Le manque d’armes – car Stambolyski, comme tous les autoritaires, craignait le peuple armé – et la peur des grands chefs bolchevistes qui avaient ordonné à leurs adeptes de ne pas se révolter contre la nouvelle autorité, et de se retirer là où ils s’étaient révoltés, permit au gouvernement de « liquider » l’insurrection.

Alors commença pour le peuple bulgare une véritable vie d’enfer. Les violences, les incendies, les assassinats se succédèrent et durent jusqu’à présent.

Pendant l’été de 1923, les banquiers et spéculateurs, par l’agiotage, ont fait monter le change du lev. Après avoir acheté le blé bon marché, ils l’ont fait tomber de 50 %. Les paysans ont perdu de ce fait les trois quarts du produit de leur labeur.

Des centaines d’instituteurs furent révoqués pour leurs idées, arrêtés, maltraités par les militaristes et les mouchards.

Tous les journaux anarchistes, communistes et agrariens furent supprimés. Ces violences alimentèrent l’esprit de révolte, et celle-ci n’a pas tardé à éclater. L’insurrection fut générale. La misère des ouvriers, le besoin d’améliorer leur sort, les poussa à entrer en lutte. Mais, insuffisamment armés, ils furent vaincus.

Alors s’ensuivit une bacchanale sanguinaire. Des milliers de paysans, de travailleurs et d’intellectuels ont été massacrés. On tuait dans tout le pays, sans tenir compte si les victimes avaient ou non participé à l’insurrection.

Des centaines de personnes furent massacrées à Philippopolis, 600 près de la gare Sarambey : dans tous les villages le sang coula à flots. On considérait la vie humaine comme chose négligeable, sans valeur.

La répression – puisqu’on appelle ainsi ces crimes – dura toute l’année 1924. Cent mille personnes furent emprisonnées. On transformait en geôles les écoles. Les policiers pratiquèrent les tortures du moyen âge pour obtenir des aveux. Des milliers de personnes durent mener une existence de bêtes traquées. Ils préféraient mourir l’arme à la main dans la rue que de tomber entre les griffes des bourreaux.
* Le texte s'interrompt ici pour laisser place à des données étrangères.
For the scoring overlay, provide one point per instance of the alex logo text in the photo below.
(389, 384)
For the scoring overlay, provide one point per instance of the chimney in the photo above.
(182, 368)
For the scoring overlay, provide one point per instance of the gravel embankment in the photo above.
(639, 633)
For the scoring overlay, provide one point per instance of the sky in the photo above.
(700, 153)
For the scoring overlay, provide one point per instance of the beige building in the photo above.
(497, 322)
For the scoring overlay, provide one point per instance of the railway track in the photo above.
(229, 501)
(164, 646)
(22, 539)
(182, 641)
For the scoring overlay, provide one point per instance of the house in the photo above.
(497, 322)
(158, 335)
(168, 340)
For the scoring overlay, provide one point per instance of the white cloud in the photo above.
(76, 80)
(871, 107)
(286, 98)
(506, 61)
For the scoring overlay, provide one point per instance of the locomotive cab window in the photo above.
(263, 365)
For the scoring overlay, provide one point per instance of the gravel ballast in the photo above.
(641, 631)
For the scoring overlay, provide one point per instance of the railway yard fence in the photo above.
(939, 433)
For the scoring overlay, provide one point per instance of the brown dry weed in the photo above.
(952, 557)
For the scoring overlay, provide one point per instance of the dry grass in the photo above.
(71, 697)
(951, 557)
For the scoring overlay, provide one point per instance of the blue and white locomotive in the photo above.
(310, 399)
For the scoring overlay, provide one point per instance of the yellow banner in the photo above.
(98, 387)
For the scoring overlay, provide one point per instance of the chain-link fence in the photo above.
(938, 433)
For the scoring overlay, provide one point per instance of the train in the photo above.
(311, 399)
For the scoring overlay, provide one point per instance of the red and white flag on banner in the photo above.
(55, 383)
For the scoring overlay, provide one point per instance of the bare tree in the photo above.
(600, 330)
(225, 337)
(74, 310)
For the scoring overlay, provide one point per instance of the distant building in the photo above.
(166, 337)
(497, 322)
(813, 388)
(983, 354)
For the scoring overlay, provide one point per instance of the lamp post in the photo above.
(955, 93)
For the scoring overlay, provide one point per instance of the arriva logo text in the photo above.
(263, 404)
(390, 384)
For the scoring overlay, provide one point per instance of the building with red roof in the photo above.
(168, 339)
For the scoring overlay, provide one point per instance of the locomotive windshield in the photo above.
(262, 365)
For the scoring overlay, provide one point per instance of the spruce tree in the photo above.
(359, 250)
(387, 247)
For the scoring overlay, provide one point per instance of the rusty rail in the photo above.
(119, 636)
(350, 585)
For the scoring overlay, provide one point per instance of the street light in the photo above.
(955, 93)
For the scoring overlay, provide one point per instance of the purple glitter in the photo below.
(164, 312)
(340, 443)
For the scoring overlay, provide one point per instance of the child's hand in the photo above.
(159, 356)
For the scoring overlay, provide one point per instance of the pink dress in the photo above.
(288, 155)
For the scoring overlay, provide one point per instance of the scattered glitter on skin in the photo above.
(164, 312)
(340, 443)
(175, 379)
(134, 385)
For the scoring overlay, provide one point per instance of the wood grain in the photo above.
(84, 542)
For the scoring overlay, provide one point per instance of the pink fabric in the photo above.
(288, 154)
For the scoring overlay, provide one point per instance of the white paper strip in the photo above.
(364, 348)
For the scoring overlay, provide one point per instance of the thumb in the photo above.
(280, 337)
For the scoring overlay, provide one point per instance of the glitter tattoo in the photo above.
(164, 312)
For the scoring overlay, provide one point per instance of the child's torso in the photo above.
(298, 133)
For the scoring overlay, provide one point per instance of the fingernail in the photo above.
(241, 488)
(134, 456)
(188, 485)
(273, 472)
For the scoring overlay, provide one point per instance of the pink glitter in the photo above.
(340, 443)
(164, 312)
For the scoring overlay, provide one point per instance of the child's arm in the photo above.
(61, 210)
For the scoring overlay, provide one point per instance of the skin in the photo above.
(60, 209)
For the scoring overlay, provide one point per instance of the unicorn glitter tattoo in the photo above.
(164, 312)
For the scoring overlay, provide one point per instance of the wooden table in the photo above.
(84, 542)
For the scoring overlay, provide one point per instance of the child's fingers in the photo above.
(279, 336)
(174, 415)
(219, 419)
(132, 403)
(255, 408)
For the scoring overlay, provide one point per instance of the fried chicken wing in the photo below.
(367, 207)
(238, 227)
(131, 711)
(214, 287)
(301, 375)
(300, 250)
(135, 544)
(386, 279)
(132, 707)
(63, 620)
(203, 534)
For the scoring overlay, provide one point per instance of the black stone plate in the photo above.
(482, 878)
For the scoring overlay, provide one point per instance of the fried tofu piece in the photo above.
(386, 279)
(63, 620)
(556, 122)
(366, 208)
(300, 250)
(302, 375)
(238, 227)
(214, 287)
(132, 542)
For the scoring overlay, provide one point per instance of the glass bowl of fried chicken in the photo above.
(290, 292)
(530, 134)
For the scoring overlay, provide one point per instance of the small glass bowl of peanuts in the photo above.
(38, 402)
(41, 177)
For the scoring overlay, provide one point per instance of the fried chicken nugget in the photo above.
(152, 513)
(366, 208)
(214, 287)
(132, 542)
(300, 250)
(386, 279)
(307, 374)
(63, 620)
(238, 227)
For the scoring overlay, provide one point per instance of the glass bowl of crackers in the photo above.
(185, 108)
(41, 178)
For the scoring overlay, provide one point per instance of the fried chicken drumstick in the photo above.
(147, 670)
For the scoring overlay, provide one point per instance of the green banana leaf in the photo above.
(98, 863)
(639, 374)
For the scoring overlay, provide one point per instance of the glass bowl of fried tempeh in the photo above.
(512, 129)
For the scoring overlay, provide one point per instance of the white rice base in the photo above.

En janvier 1924, à Kustendil, deux anarchistes furent assiégés dans une maison qu’on fit sauter à coups de bombes.

En février, deux autres camarades furent brûlés vifs dans une maison incendiée par la police.

D’autres anarchistes subirent le même sort pendant l’automne. La maison où ils s’étaient réfugiés fut brûlée avec du pétrole.

Que de pages il faudrait remplir pour dire le nombre de victimes du régime que Vandervelde a appelé démocratique !!!

Des centaines de familles sont internées dans des coins éloignés, parce que leurs fils sont partis. On les exile et emprisonne en Macédoine où elles sont maltraitées par les autorités. Beaucoup ont été tuées, soit par ordre des autorités, soit par caprice des geôliers. Rien qu’en 1924, plus de mille instituteurs ont été révoqués.

Outre les persécutions politiques qui s’accentuent de jour en jour, les travailleurs sont soumis à une exploitation inhumaine et féroce. Leur sort est pire que celui des bêtes. Les salaires sont dérisoires : de 40 à 65 levs pour les manœuvres et de 70 à 120 pour les professionnels.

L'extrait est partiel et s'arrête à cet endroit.